For a cynical me it is the phrase, "creates business for life insurance companies" that gives me pause. Are we designing a program that has the life insurance companies best interest in mind or the general public's interests in mind? We need only look at the Medicare perscription drug bill for an example where policy was mis-formed to benefit big Pharma.


cl

The answer to your question is "Yes". You combine clawback and required annuity and measure them against calling the Trustees bluff and simply accepting the 1.92% payroll tax hit required under the standard Intermediate Cost alternative to fully fund Social Security at 100% of scheduled benefits and there is no mathematical way to get a better deal out of private accounts. It is all about Wall Street skimming commissions of a collective cash stream that measures in the $trillions.

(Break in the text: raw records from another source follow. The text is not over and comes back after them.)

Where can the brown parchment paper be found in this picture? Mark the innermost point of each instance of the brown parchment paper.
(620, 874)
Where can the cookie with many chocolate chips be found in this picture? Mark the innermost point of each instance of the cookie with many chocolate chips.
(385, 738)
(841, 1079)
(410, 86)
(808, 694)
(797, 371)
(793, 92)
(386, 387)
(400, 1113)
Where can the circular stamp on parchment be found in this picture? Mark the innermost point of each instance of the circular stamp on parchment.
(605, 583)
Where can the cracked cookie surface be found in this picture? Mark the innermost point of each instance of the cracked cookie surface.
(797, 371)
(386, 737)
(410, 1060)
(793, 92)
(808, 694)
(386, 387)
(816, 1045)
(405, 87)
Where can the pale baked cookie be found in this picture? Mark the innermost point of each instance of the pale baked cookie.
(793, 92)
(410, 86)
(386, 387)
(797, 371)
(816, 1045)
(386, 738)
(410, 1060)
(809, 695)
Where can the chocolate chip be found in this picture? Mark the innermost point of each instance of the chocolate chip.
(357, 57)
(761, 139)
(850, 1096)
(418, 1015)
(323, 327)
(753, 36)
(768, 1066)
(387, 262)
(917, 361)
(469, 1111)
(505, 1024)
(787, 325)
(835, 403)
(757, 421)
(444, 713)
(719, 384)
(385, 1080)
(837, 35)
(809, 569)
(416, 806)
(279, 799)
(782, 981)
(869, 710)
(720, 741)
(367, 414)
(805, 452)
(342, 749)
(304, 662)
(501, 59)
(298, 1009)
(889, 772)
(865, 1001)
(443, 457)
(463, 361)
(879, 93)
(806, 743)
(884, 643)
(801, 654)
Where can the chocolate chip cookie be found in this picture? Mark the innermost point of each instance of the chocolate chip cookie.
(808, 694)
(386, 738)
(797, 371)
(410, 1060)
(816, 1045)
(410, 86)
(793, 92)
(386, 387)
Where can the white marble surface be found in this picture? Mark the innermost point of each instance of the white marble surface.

A worker who enters the work force at $25,000 and stays at that level for fifty years would be faced with a tax increase of 1.92% of $25,000 x 50 years which equals $24,000 lifetime, or $480 a year, or $40 a month. (This isn't a standard wage history but it is a lot more common than a lot of people would think. Ask that 55 year old waitress at the diner or the 60 year old hotel maid.)

When faced with these numbers the choice is crystal clear, for lower income workers the worse case scenario of funding the entire shortfall through taxes is pretty cheap compared to any plan that combines benefit cuts, private accounts, clawbacks and annuities. They get 100% security for $1.33/day.

Private accounts fare better as you move up the income ladder towards the cap but fare worse depending on how close you are to retirement age. But there are few wage histories where taking the 1.92% payroll hit would not give a better benefit/cost ratio than any system of private accounts. And that hit actually decreases in any year the economy grows more than 2%.

Bush took tax increases off the table right from the outset not because he was a friend of the working poor, but because he does not want anyone to perform these kind of calculations.

Too bad for him that I have all this spare time on my hands.


From a purely policy perspective this "new legislation" won't really do much. Under current 401(k) law the plan sponsor can set up their plans as either opt-in or opt-out, and there are pretty specific guidelines as to the sorts of default funds that can be used. The main reason that opt-out increases participation (and any Corporate Trust officer will tell you it does) is that people simple forget about it, and don't think about it. Over a long time-horizon that might change if all plans are forced to become opt-out, but many companies already have opt-out plans which seem to have higher participation rates than their opt-in counterparts.

I'm not very sold on the annuities piece, because a lot of companies have recently had problems with their definied-benefit plans, but I'd have to know more about that sort of thing to really have much more of an opinion than a gut-level nervousness. The other question is what if I don't want my 401(k) to become an annuity when I retire, but I want to participate in the plan? Would the new law allow my employer to convert my balance to an annuity without my consent? And wouldn't that place fiduciaries in a basically impossible spot, as they aren't allowed to make changes to 401(k) allocations without participant consent under ERISA? All the currently existing regulatory schema for employer-sponsored retirement plans certainly add a few wrinkles to the annuity idea.

But, aside from the annuity portion, the mandated opt-out isn't that huge a change. I'm not sure it's something the government should persue, but from a practical perspective it isn't that big a deal.


The answer to your question is "Yes". You combine clawback and required annuity and measure them against calling the Trustees bluff and simply accepting the 1.92% payroll tax hit required under the standard Intermediate diazepam Cost alternative to fully fund Social Security at 100% of scheduled benefits and there is no mathematical way to get a better deal out of private accounts. It is all about Wall Street skimming commissions of a collective cash stream that measures in the $trillions.